In [1]:
import numpy as np
import pandas as pd
from pathlib import Path
import itertools

from matplotlib import pyplot as plt

%load_ext autoreload
%autoreload 2

Сначала нам надо прочитать данные в какой-то адекватный формат:

In [2]:
def read_msg(file: Path):
    with file.open('r') as f:
        head = f.readline().split()[1:]
        f.readline() # skip empty
        body = f.readline().split()
        
        return np.array(head + body), ('legit' in str(file))

In [3]:
def read_dir(dir_path: Path):
    X = []
    y = []
    for file in dir_path.iterdir():
        if not file.is_file():
            continue
        text, legit = read_msg(file)
        X.append(text)
        y.append(legit)
    
    return np.array(X, dtype=object), np.array(y, dtype=int)

In [4]:
data = [read_dir(Path(f'data/part{i}')) for i in range(1, 11)]

X = np.concatenate([entry[0] for entry in data])
y = np.concatenate([entry[1] for entry in data])

Хочется сепарировать логику выделения n-грамм в отдельный класс-трансформер, так мы и поступим.

In [5]:
import bayes
import ngrammer

Опробуем ngrammer:

In [6]:
ngr = ngrammer.NGrammer(n=2)

test_X = np.array([
    ['a', 'b', 'c'],
    ['ab', 'bc', 'cd', 'de']
], dtype=object)

test_y = np.array([True, False])

ngr.fit_transform(test_X, test_y)

array([list(['ab', 'bc']), list(['abbc', 'bccd', 'cdde'])], dtype=object)

Отлично, взятие n-грамм работает.
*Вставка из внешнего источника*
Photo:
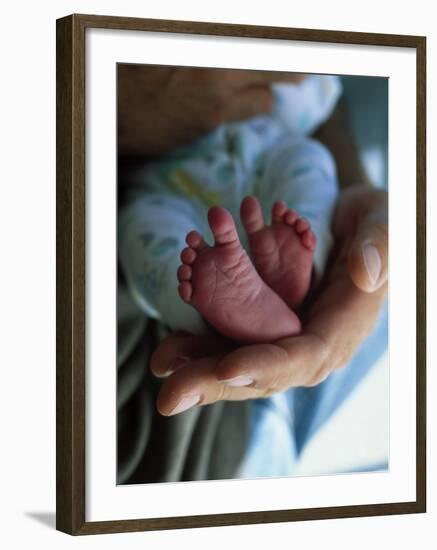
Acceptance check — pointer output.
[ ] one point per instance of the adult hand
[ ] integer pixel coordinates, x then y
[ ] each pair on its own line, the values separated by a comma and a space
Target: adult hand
204, 369
162, 107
Теперь давайте соберём пайплайн:

In [7]:
from sklearn.pipeline import Pipeline
from sklearn.model_selection import GridSearchCV

pipe = Pipeline([
    ('ngr', ngrammer.NGrammer()),
    ('bayes', bayes.BayesClassifier()),
])

param_grid = {
    'ngr__n'        : [1, 2, 3],
    'bayes__alpha'  : [800, 200, 50, 15, 1, .5],
    'bayes__lambdas': [(1, 1), (10, 1), (100, 1)],
}

In [8]:
best_model = GridSearchCV(pipe, param_grid, cv=10, n_jobs=4, scoring='accuracy', verbose=1, refit=True)

best_model.fit(X, y)

Fitting 10 folds for each of 54 candidates, totalling 540 fits


GridSearchCV(cv=10,
             estimator=Pipeline(steps=[('ngr', NGrammer()),
                                       ('bayes', BayesClassifier())]),
             n_jobs=4,
             param_grid={'bayes__alpha': [800, 200, 50, 15, 1, 0.5],
                         'bayes__lambdas': [(1, 1), (10, 1), (100, 1)],
                         'ngr__n': [1, 2, 3]},
             scoring='accuracy', verbose=1)

In [9]:
print(f'\n\nBest parameter (CV score={best_model.best_score_:.4})')
print(best_model.best_params_)



Best parameter (CV score=0.5596)
{'bayes__alpha': 800, 'bayes__lambdas': (1, 1), 'ngr__n': 1}


In [10]:
from sklearn.metrics import accuracy_score as acc_score

acc_score(best_model.predict(X), y)

0.5596330275229358

Теперь давайте напишем скорер, который будет крайне бесконечно штрафовать все ложноположительные классификации (aka классификации legit как spam).

In [11]:
from sklearn.metrics import make_scorer

def legit_check_else_acc(y_true, y_pred):
    if -1 in (y_true - y_pred):
        return .0
    return acc_score(y_true, y_pred)

legit_scorer = make_scorer(legit_check_else_acc)

In [12]:
legit_check_param_grid = {
    'ngr__n' : [1], # as best result
    'bayes__alpha': [1, 8, 64, 512],
    'bayes__lambdas': [(10 ** pw, 1) for pw in range(0, 20, 2)]
}

In [13]:
legit_model = GridSearchCV(pipe, legit_check_param_grid, cv=10, n_jobs=4, scoring=legit_scorer, verbose=1, refit=True)

legit_model.fit(X, y)

Fitting 10 folds for each of 40 candidates, totalling 400 fits


GridSearchCV(cv=10,
             estimator=Pipeline(steps=[('ngr', NGrammer()),
                                       ('bayes', BayesClassifier())]),
             n_jobs=4,
             param_grid={'bayes__alpha': [1, 8, 64, 512],
                         'bayes__lambdas': [(1, 1), (100, 1), (10000, 1),
                                            (1000000, 1), (100000000, 1),
                                            (10000000000, 1),
                                            (1000000000000, 1),
                                            (100000000000000, 1),
                                            (10000000000000000, 1),
                                            (1000000000000000000, 1)],
                         'ngr__n': [1]},
             scoring=make_scorer(legit_check_else_acc), verbose=1)

In [14]:
print(f'\n\nBest parameter (CV score={legit_model.best_score_:.4})')
print(legit_model.best_params_)



Best parameter (CV score=0.5596)
{'bayes__alpha': 64, 'bayes__lambdas': (1, 1), 'ngr__n': 1}